Independence is the only way to remove Trident from the Clyde. It is the only way to escape the Westminster consensus in favour of Trident. Scrapping Trident will save £100,000 million over its life cycle adding to the financial dividend of independence. A no vote is a vote for Trident.
With independence Scotland can project its own image abroad and promote its own interests better than Whitehall’s FCO can do for us. Scotland will be a responsible world citizen with a strong independent voice in the world. Scotland would be free to build up and develop its portfolio of renewable energy expertise. In contrast, a no vote condemns Scotland to being a peripheral part of an isolationist UK that is plunging into uncertainty over its membership of the EU.
Not only that but there are uniquely liberal attractions of an independent Scotland. The new state would need a written constitution that would set out the responsibilities of the state and the limits its power and the rights of citizens. This is a process that liberals should be engaging with. Constitutional change that liberals have fought and campaigned for over decades are within grasp in an independent Scotland that do not look possible within the UK inside our lifetimes. In contrast, Westminster remains stubbornly resistant to even reforming its house of lords!
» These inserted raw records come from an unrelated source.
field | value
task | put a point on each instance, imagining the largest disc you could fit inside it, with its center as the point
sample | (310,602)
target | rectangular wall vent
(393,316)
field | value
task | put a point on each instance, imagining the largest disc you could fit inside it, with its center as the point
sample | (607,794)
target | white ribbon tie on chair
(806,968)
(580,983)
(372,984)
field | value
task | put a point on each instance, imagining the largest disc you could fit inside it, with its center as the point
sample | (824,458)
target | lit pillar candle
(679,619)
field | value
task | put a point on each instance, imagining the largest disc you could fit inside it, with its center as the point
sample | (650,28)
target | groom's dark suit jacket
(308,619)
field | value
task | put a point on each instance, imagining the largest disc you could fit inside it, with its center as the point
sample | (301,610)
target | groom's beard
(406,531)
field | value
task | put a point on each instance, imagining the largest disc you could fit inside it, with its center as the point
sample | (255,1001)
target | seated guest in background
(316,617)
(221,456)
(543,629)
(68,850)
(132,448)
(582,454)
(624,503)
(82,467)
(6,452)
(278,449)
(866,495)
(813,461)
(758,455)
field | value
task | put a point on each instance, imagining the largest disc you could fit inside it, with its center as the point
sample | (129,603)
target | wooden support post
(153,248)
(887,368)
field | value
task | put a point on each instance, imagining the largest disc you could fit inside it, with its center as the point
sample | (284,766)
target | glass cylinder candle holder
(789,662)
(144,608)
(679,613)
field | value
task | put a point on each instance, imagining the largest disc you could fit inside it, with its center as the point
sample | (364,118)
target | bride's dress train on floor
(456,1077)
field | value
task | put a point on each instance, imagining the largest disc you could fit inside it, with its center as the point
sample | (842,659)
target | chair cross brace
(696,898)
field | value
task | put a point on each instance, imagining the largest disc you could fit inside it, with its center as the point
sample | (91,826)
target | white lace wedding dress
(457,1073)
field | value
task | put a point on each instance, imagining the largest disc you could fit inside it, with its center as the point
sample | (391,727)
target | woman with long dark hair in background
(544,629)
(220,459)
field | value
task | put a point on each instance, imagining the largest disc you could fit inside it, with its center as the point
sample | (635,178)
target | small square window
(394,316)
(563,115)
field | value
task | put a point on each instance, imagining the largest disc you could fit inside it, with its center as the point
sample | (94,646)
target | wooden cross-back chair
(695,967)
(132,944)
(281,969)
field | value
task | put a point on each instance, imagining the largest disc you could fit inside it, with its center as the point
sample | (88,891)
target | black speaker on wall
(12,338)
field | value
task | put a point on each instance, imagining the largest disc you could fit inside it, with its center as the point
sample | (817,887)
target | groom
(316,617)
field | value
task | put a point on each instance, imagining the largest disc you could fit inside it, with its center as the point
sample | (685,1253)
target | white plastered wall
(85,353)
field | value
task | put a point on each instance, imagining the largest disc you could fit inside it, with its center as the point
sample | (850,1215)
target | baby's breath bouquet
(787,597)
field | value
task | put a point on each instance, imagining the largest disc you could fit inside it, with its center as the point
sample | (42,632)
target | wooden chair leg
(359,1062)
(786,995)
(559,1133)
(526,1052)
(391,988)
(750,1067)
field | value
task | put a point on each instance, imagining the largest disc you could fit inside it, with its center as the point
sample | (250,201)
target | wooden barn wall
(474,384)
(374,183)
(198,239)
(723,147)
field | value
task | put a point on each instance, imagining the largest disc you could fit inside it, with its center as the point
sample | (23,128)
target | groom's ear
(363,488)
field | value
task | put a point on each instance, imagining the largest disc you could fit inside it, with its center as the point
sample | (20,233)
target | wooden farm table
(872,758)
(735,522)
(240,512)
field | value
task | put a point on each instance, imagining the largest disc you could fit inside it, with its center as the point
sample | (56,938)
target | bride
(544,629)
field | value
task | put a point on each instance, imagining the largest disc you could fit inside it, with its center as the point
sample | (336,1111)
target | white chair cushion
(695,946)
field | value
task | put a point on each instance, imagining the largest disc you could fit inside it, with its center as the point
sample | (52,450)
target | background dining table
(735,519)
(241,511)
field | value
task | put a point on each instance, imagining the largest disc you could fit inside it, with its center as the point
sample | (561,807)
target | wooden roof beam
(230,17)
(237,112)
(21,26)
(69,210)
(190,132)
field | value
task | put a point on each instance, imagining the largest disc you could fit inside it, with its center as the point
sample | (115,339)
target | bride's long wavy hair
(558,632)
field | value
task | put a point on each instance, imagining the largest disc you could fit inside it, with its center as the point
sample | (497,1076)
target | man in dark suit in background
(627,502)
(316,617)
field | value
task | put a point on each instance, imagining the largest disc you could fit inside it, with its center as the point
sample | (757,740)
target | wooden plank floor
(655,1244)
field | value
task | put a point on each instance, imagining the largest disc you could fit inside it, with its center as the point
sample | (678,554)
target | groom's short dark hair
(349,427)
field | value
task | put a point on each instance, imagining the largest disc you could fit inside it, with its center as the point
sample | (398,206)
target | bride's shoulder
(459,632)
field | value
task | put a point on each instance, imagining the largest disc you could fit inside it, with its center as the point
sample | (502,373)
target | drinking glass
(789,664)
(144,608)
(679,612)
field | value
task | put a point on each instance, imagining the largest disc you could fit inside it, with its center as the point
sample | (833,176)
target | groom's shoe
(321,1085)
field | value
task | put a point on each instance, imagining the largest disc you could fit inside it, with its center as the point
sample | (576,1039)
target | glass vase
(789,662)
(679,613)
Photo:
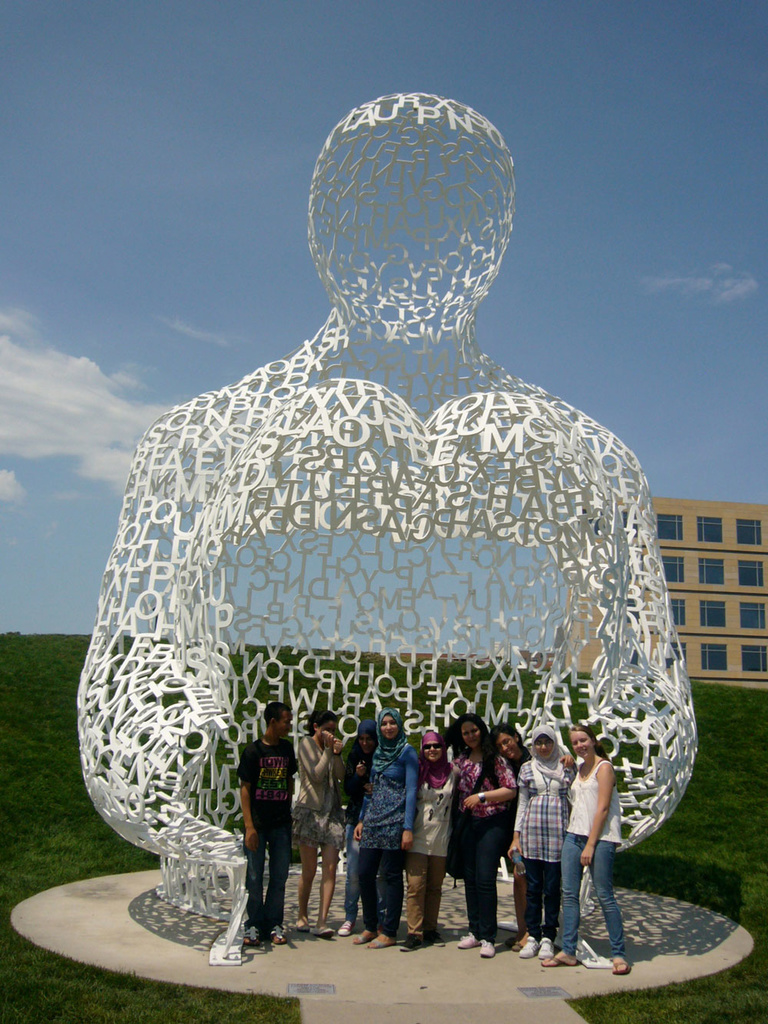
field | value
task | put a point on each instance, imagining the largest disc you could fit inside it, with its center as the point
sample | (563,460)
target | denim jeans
(601,870)
(482,845)
(265,913)
(543,878)
(391,863)
(352,887)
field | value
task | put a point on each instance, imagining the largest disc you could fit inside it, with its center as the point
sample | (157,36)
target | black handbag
(459,824)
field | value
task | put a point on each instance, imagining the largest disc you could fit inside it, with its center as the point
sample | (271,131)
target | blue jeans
(391,863)
(261,913)
(482,845)
(352,888)
(543,879)
(601,870)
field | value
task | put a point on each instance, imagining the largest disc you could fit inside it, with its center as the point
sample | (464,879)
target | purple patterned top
(469,772)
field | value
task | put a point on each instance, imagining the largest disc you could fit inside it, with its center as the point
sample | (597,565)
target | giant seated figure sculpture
(381,515)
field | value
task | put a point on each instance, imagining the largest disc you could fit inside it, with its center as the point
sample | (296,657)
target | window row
(751,613)
(715,657)
(709,529)
(712,570)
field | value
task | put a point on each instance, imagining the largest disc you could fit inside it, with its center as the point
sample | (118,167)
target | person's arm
(252,837)
(315,768)
(412,790)
(605,783)
(523,796)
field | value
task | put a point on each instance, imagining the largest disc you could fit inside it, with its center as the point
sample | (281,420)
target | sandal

There are far more benefits and positive changes that flow from a yes vote than can be put into one comment. Rather than stick with the status quo, stick with Trident, the bedroom tax, a democratic deficit and years of externally imposed austerity, say “Yes”, lets change things and change them for the better! Yes, lets do things differently than Westminster. Yes, lets be independent!
“Should Scotland choose separation, there would be little point in the SNP as a party. There would be nothing to hold it together after the first effort to build the new nation. There are liberals, socialists, greens, republicans, right wingers within it. They would most likely join other parties or start new ones.”
I don’t know why you seem to be surprised at this. It’s absolutely obvious that independence will kill the SNP as we know it stone dead. (There might still be a successful party called the SNP after independence, but it will in effect be the Social Democratic Party or whatever.)
Independence will turn Scotland into a politically normal country, one where some people want lower taxes, others want higher benefits, others again want more civil liberties, rather than having independence as the main political shibboleth.
Independence is a huge change for the Scottish Liberal Democrats (and for the Scottish Tories and Scottish Labour). I know some people seem to think that a vote for independence will turn Scotland into an SNP dictatorship led by the royal house of Salmond, but the reality couldn’t be more different.
… chance …, not … change …, sorry!
Which is precisely why SNP office-holders (as distinct from the rank and file) have no particular interest in *winning* the referendum. They have to *hold* the referendum just so they can say they did, because their base expects them to; but actually achieving Scottish independence would be a political disaster for them. Of course, holding the referendum and losing will probably have negative aftereffects as well.
I think the vast majority of SNP office-holders joined the party to achieve independence, so they’re still working hard for that goal now that it’s on the table.
However, I do think independence will be less disruptive for office-holders of the unionist parties (apart from MPs and members of the HoL).